In *numba* generated code **no range checking is performed when
indexing**. No range checking is performed as to allow generating code
that performs better. So you need to be careful about the code as any
indexing that goes out of range can cause a bad-access or a memory
overwrite, potentially *crashing* the interpreter process.

.. code:: python

    arr = np.arange(16.0).reshape((2,8))
    print(arr)
    print(arr.strides)

.. parsed-literal::

    [[  0.   1.   2.   3.   4.   5.   6.   7.]
     [  8.   9.  10.  11.  12.  13.  14.  15.]]
    (64, 8)


As indexing in Python is 0-based, the following line will cause an
exception error, as arr.shape[1] is 8, and the range for the column
number is (0..7):

.. code:: python

    arr[0, arr.shape[1]] = 42.0

::


    ---------------------------------------------------------------------------
    IndexError                                Traceback (most recent call last)

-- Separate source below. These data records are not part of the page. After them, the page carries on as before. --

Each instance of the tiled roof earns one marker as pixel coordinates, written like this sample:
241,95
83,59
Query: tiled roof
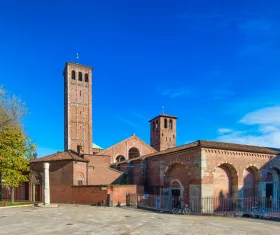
164,115
238,147
213,145
67,155
105,151
95,146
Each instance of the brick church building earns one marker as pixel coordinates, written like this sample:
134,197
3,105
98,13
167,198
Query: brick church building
198,169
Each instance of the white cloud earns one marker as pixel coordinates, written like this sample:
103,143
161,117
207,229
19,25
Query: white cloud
264,129
224,131
175,92
270,115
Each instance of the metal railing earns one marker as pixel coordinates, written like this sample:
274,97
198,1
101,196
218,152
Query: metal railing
209,205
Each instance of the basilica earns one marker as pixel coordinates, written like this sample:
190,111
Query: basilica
86,173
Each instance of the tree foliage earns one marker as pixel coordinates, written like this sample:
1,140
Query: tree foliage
15,152
15,147
12,110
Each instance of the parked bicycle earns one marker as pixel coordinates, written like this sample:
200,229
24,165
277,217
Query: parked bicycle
258,213
184,210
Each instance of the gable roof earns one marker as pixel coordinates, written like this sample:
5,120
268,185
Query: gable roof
67,155
104,152
95,146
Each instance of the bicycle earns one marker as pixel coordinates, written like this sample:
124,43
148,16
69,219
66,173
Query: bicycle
185,210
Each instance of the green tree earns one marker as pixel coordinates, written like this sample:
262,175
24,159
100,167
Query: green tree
12,110
15,147
15,153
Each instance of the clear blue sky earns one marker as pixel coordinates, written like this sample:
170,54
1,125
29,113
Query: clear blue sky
214,64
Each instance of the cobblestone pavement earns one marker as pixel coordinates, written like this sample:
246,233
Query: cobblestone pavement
73,219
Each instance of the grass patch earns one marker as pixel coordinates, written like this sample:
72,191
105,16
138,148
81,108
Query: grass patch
8,203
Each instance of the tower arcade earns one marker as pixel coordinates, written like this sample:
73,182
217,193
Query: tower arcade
163,132
77,107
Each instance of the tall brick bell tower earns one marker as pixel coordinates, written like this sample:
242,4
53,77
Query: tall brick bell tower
163,132
77,107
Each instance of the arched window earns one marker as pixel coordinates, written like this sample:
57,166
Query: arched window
170,124
133,153
80,76
80,179
73,75
86,77
165,123
120,158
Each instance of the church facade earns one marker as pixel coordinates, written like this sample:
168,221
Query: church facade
196,170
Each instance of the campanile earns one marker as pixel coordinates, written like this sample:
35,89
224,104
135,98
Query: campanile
163,132
77,107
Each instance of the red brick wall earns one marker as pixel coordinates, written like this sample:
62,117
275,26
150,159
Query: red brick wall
77,119
119,193
99,171
88,194
61,179
79,169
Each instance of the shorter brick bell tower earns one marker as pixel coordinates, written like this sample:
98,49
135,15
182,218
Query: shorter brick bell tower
163,132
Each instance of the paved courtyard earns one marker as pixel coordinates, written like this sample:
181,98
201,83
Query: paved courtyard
72,219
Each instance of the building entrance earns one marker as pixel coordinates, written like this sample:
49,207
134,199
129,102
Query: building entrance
175,193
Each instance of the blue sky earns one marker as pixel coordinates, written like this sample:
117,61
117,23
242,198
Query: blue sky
214,64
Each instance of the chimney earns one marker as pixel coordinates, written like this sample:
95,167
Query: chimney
79,150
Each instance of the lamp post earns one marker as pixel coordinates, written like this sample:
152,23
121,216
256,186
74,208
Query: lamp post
1,189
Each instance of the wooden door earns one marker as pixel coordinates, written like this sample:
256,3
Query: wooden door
37,192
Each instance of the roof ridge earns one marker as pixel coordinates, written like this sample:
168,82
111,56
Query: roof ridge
133,136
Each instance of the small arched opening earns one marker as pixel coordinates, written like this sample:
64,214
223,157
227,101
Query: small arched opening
272,186
80,179
176,179
120,158
170,124
165,123
73,75
251,182
133,153
80,76
225,181
86,77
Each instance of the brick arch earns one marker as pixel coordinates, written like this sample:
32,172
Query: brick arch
176,175
172,165
80,178
133,152
119,157
251,179
225,180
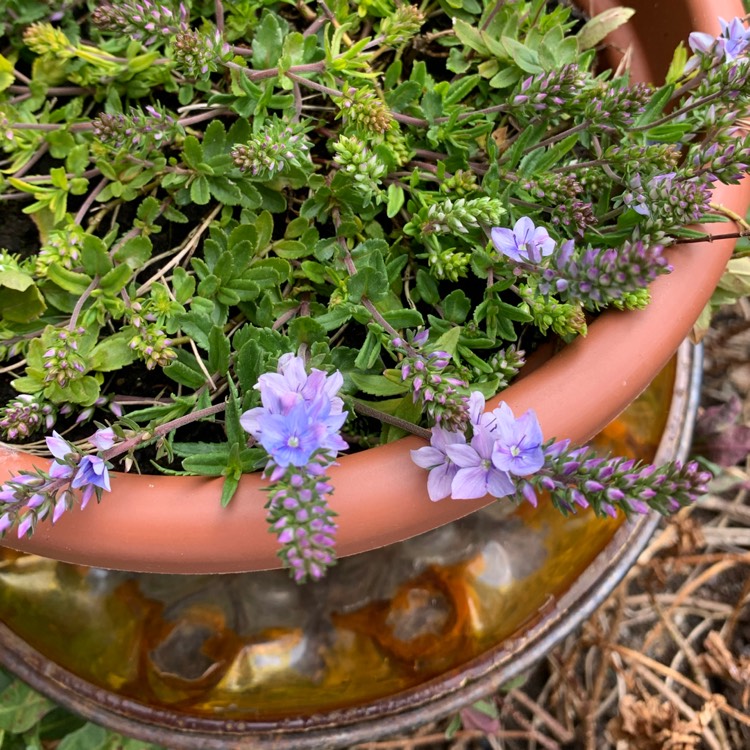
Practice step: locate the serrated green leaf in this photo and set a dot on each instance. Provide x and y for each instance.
(208, 464)
(396, 199)
(229, 488)
(470, 36)
(70, 281)
(183, 284)
(526, 59)
(218, 351)
(199, 191)
(21, 306)
(82, 391)
(456, 306)
(134, 252)
(187, 376)
(115, 280)
(369, 353)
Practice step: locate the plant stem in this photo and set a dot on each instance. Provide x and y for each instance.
(369, 411)
(161, 430)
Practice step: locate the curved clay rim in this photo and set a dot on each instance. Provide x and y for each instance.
(418, 705)
(177, 525)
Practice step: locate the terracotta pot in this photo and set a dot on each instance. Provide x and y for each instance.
(176, 524)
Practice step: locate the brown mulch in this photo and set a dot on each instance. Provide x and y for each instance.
(664, 664)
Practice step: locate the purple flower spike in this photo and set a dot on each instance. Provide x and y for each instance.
(103, 439)
(524, 243)
(735, 37)
(518, 442)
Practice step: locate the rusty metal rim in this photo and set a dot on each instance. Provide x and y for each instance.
(429, 701)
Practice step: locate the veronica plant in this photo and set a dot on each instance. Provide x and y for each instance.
(296, 227)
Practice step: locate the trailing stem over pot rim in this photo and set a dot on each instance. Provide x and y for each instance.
(270, 234)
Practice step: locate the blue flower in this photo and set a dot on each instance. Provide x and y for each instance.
(524, 243)
(92, 474)
(435, 458)
(735, 37)
(518, 442)
(300, 414)
(291, 438)
(477, 476)
(58, 446)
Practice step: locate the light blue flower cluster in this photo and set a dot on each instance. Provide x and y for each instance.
(500, 447)
(28, 497)
(505, 456)
(299, 424)
(733, 40)
(593, 277)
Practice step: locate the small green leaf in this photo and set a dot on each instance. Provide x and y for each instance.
(134, 252)
(183, 284)
(600, 26)
(396, 199)
(116, 279)
(187, 376)
(456, 306)
(208, 464)
(21, 707)
(369, 353)
(229, 488)
(199, 191)
(306, 330)
(377, 385)
(218, 351)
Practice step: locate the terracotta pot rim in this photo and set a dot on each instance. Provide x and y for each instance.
(425, 702)
(144, 523)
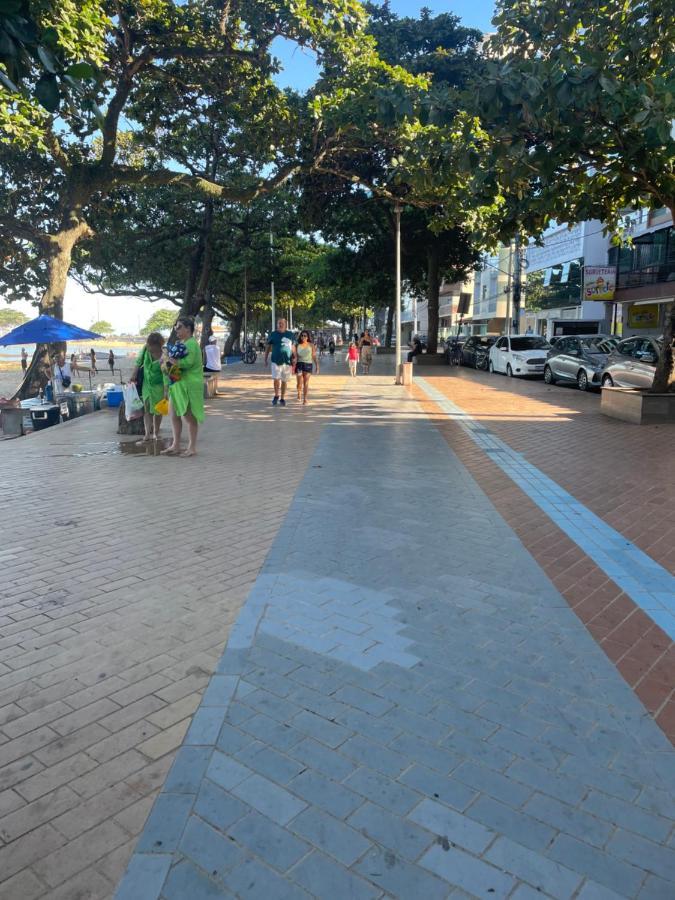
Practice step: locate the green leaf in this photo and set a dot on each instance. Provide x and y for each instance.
(47, 59)
(47, 92)
(6, 83)
(81, 70)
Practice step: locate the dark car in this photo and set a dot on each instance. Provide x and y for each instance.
(476, 349)
(632, 363)
(577, 359)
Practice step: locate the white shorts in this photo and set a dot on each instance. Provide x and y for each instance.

    <ipython-input-48-06c1e5ef06d0> in <module>()
    ----> 1 arr[0, arr.shape[1]] = 42.0
    

    IndexError: index 8 is out of bounds for axis 1 with size 8


However, as *numba* doesn't have range checks, it will index anyways. As
the index is out of bounds, and the array is in C order, the value will
overflow into the next row. In this case, in the place reserved for
element (1, 0).

.. code:: python

    @numba.jit("void(f8[:,:])")
    def bad_access(array):
        array[0, array.shape[1]] = 42.0
    bad_access(arr)
    print(arr)
In this sample case we where lucky, as the *out-of-bounds* access fell
into the allocated range. Unchecked indexing can potentially cause
illegal accesses and crash the process running the *Python interpreter*.
However, it allows for code generation that produces faster code.